In public, President Obama declared last week that he believes Netanyahu is genuinely committed to seeking a two-state solution.

“I believe that Prime Minister Netanyahu wants peace. I think he’s willing to take risks for peace,” Obama told reporters following his Oval Office meeting with Netanyahu. “And during our conversation, he once again reaffirmed his willingness to engage in serious negotiations with the Palestinians around what I think should be the goal not just of the two principals involved but the entire world, and that is two states living side by side in peace and security.”

Privately, however, some U.S. administration officials have expressed doubts about Netanyahu’s ability to make good on that vision. Other Obama supporters have questioned Netanyahu’s commitment to that goal, and the Palestinian Authority leadership says Netanyahu’s interest in negotiations is not serious.

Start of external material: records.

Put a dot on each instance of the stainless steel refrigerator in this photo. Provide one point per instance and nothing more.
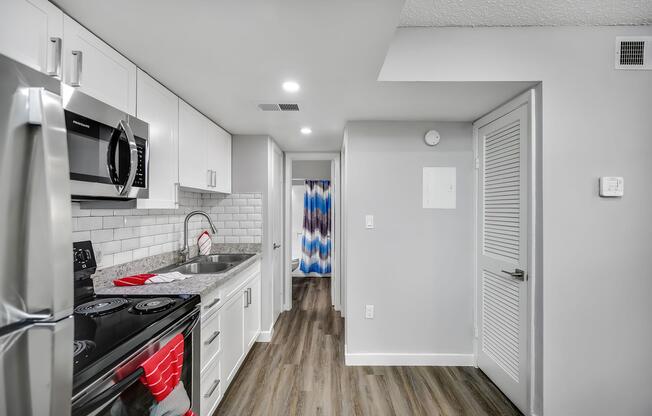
(36, 276)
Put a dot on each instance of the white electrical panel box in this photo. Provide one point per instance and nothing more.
(612, 186)
(439, 187)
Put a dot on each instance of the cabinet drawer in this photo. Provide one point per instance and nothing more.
(211, 340)
(211, 303)
(210, 389)
(234, 286)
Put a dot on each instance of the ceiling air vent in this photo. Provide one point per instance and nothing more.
(634, 52)
(279, 107)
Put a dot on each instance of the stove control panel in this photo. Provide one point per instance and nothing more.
(83, 258)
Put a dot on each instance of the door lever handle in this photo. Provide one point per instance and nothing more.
(517, 274)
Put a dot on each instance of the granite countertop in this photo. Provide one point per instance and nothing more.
(195, 284)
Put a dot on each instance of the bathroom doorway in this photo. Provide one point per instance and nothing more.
(312, 220)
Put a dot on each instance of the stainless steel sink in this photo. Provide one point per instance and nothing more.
(197, 268)
(224, 258)
(213, 264)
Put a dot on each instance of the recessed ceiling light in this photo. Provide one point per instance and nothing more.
(291, 86)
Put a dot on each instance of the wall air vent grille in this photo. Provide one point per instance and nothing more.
(631, 52)
(634, 52)
(289, 107)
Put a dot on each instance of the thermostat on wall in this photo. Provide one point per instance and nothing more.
(432, 138)
(611, 186)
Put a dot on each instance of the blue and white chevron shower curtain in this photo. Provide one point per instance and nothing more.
(316, 241)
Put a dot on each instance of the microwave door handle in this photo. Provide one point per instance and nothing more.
(133, 157)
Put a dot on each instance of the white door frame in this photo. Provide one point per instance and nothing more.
(336, 286)
(531, 98)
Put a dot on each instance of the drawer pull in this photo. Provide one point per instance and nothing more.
(210, 340)
(212, 389)
(213, 303)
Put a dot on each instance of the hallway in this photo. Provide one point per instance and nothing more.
(302, 372)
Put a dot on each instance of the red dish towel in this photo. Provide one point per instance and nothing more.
(149, 278)
(135, 280)
(163, 370)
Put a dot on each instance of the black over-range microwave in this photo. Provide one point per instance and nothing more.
(108, 149)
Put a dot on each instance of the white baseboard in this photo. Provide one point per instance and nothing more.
(394, 359)
(266, 336)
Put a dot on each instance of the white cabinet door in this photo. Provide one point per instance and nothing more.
(224, 162)
(212, 153)
(252, 312)
(192, 148)
(160, 108)
(218, 157)
(29, 30)
(99, 70)
(232, 325)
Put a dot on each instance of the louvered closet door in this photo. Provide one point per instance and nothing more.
(502, 352)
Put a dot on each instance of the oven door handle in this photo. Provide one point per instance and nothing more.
(114, 391)
(112, 155)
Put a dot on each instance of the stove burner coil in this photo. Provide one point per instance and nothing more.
(153, 305)
(101, 306)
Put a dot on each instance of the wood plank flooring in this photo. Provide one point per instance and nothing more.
(302, 372)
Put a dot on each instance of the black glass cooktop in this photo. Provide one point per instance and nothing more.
(109, 328)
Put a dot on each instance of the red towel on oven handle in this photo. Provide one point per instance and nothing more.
(163, 370)
(135, 280)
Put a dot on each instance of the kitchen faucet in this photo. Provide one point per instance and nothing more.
(185, 251)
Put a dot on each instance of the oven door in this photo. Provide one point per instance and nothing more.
(120, 393)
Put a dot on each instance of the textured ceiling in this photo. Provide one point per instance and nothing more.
(226, 56)
(526, 12)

“Words, not deeds,” was the assessment of chief Palestinian negotiator Saeb Erekat, who dismissed Netanyahu’s lip service to the peace process in an interview with The New York Times following the Obama-Netanyahu meeting. “We need to see deeds.”

Netanyahu insists he is serious about peace talks, and that it is the Palestinians who are playing games.

“You either put up excuses or you lead,” the Israeli leader said in his New York speech. “I want to enter direct talks with the Palestinian leadership now,”

“I think we can defy the skeptics,” he said, recalling the doubters that abounded when Israeli Prime Minister Menachem Begin began talking to Egyptian President Anwar Sadat in the lead-up to the Camp David Accords, and when Richard Nixon visited China. “This is a challenge I’m up to.”

Was it hyperbole or a sign of the legacy Netanyahu hopes for himself?

If Netanyahu is interested in following Begin and Nixon’s model, leading a conservative government to a historic rapprochement with a longtime foe, eventually he will have to include Jerusalem in negotiations with the Palestinians; they won’t sign a peace deal without it. If not, Netanyahu is trying to pull the wool over the eyes of the skeptics.

“This is going to be a very, very tough negotiation, but I’m prepared to negotiate,” Netanyahu insisted last week. “But I cannot engage between someone who won’t sit at the table.”